Patients on the active drug also had a 200-mL mean increase in total lung capacity, compared with a mean decline of 56 mL for patients on placebo (P = .005).
In addition, high-resolution CR studies showed a 9.4% absolute decrease from baseline in quantitative interstitial lung disease with ENV-101, vs. a 1.1% increase among controls, a 2% absolute decline from baseline in quantitative lung fibrosis compared with a 0.87% increase with placebo, and a 4.6% absolute decrease from baseline in quantitative ground glass, compared with an increase of 0.29% with placebo.
Bad taste a good sign?
Reinoud Gosens PhD, University of Groningen, the Netherlands, who co-moderated the session but was not involved in the study, questioned whether the dysgeusia seen in patients who received ENV-101 might be related to the dysgeusia seen in clinical trials of P2X3 receptor antagonists for cough.

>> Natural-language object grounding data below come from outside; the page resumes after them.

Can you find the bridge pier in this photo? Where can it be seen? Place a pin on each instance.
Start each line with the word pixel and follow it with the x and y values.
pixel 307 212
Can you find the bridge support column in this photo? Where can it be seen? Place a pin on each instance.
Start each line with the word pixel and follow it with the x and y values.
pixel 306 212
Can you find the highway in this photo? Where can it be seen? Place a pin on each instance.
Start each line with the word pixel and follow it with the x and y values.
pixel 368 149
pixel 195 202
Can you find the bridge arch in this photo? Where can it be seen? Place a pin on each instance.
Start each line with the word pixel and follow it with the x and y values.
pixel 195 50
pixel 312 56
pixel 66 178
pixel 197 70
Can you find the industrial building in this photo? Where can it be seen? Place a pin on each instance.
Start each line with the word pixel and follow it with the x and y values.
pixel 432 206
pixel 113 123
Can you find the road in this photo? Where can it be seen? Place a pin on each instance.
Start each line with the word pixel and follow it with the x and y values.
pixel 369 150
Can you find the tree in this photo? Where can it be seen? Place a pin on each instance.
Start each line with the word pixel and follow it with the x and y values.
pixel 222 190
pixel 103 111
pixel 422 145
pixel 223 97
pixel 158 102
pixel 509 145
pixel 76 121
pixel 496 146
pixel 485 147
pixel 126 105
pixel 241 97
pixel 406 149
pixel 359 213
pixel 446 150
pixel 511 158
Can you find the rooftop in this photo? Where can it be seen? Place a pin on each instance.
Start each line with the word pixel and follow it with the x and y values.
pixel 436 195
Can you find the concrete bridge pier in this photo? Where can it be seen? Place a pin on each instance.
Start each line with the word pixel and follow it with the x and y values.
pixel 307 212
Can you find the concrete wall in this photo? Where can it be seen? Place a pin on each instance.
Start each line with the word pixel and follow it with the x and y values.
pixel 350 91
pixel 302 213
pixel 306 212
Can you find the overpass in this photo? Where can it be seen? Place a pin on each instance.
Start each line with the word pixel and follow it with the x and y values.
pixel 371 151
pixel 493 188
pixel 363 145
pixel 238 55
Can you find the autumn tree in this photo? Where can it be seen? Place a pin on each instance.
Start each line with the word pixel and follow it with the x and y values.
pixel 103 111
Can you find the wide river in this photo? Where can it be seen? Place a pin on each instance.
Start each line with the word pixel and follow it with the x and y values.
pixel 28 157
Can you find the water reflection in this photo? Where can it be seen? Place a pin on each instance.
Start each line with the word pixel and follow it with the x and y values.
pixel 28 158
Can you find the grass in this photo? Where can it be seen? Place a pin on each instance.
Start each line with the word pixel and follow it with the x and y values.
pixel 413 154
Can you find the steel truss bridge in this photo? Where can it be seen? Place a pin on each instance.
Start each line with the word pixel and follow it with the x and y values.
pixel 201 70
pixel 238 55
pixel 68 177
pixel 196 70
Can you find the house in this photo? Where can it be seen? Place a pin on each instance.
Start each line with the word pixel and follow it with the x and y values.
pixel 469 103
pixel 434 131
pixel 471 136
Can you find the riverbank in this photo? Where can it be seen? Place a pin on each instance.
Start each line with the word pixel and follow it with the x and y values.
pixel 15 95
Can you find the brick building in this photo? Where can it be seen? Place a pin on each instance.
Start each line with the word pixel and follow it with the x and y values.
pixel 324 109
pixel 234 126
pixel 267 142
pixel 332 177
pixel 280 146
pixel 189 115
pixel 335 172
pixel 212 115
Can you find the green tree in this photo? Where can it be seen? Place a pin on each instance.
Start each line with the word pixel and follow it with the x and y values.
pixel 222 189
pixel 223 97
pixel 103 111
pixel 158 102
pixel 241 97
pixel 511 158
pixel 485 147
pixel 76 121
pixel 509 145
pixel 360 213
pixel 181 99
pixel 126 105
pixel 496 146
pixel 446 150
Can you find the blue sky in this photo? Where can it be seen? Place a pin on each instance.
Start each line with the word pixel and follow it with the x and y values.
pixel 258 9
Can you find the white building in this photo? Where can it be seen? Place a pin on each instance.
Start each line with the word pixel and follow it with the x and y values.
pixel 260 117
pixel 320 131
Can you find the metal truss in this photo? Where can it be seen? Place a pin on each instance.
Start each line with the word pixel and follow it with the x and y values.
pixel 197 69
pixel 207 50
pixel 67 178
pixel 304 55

“I was wondering if there would be a mechanistic overlap between Hedgehog inhibition and cough, which would be quite relevant for IPF,” he said in an interview.
The increase in FVC seen with ENV-101 and with the investigational agent buloxibutid, a novel angiotensin II type 2 receptor agonist described in a separate presentation by Dr. Maher, suggests that these drugs may have the ability to help remodel damaged lungs, Dr. Gosens said.
Investigators are currently planning a phase 2 dose-ranging trial (WHISTLE-PF) in patients with IPF or progressive pulmonary fibrosis.
The phase 2a trial was supported by Endeavor BioMedicines. Dr. Maher disclosed consultancy or speaker fees from Endeavor and others. Dr. Gosens had no relevant disclosures.